Set in stone: 2021 rules and regulations for tuna fishing in the Western and Central Pacific Ocean

by Fatu Tauafiafi | 9 December 2020 | News

School of tuna. Photo: Fabien Forget, ISSF.

The collapse of negotiations to regulate and manage tuna stocks in the Eastern Pacific Ocean last week is cause for international concern.

The ensuing lack of management oversight by the Inter-American Tropical Tuna Commission (IATTC) for 2021, unless addressed urgently, will impact the viability and sustainability of not just the Eastern Pacific fishery but potentially the tuna stocks in the Western and Central Pacific Ocean (WCPO) as well.

With the Western and Central Pacific Fisheries Commission (WCPFC) getting its 17th annual meeting underway this week, concern is heightened that the management of the world’s largest tuna stocks in the WCPO could face a similarly challenging path.

But that will not happen, according to Mr Eugene Pangelinan, the Chair of the Forum Fisheries Committee, the largest bloc in the WCPFC – that of Pacific member states and participating territories taking up seats at the table.

“The good outcomes have already happened,” Mr Pangelinan told regional journalists on Monday during a Zoom panel discussion with senior management of the Pacific Islands Forum Fisheries Agency (FFA).

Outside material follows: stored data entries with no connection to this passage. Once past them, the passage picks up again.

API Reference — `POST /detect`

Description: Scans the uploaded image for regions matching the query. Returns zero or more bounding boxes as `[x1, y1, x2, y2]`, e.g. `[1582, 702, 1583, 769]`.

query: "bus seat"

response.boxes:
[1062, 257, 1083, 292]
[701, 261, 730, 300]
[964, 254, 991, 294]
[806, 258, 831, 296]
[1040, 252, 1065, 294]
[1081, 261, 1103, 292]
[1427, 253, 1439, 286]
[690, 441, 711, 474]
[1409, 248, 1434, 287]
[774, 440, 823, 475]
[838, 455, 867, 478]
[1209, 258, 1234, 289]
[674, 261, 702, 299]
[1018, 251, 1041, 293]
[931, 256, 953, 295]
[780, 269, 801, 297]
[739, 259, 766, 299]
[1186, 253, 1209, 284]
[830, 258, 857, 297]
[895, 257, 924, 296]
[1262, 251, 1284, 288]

The good outcome Mr Pangelinan referred to was the withdrawal by the United States of its proposal to negotiate the Tropical Tuna Measure, and agreeing with the proposal from Pacific island members to “roll over” the current measure to 2021. (The Tropical Tuna Measure, CMM 2018-01, governs the conservation and management of bigeye, skipjack and yellowfin tuna. It is due to expire in February 2021.)

“I think the US accepting the fact that this is not the environment to negotiate a very substantive measure, that has very dramatic impacts on small island developing states. And agreeing to just roll over next year, I think is a very good outcome already,” he said.

The point cannot be overstated that the US supporting the position FFA members have put forward, and now supported by others, will effectively allow the continuation of the status quo in 2021.

Dr Manu Tupou-Roosen, the Director-General of FFA, provided more details confirming the significant impact of the US agreeing to the Pacific’s position to roll over.

“[It] has been a big win for all of the Commission [WCPFC] members; it’s not just FFA,” Dr Tupou-Roosen said.

“Also, the recognition that it is harder to work through virtual platforms on quite complex measures such as the Tropical Tuna Measure, hence the agreement from the US, who continues to be a valued partner in this space, of their acceptance of this enabling the Tropical Tuna Measure could continue by rolling it over to next year.”

She admitted it did push all the work of renegotiating the measure to 2021.

“What we want to see coming out of this year is a clear process on how we will work this through with Commission members in the lead up to next year’s Commission meeting,” Dr Tupou-Roosen said.

What is clear from the tone of Mr Pangelinan and Dr Tupou-Roosen is their confidence that the rules and regulations for tuna fishing in the Western and Central Pacific Ocean will remain firmly in place for 2021.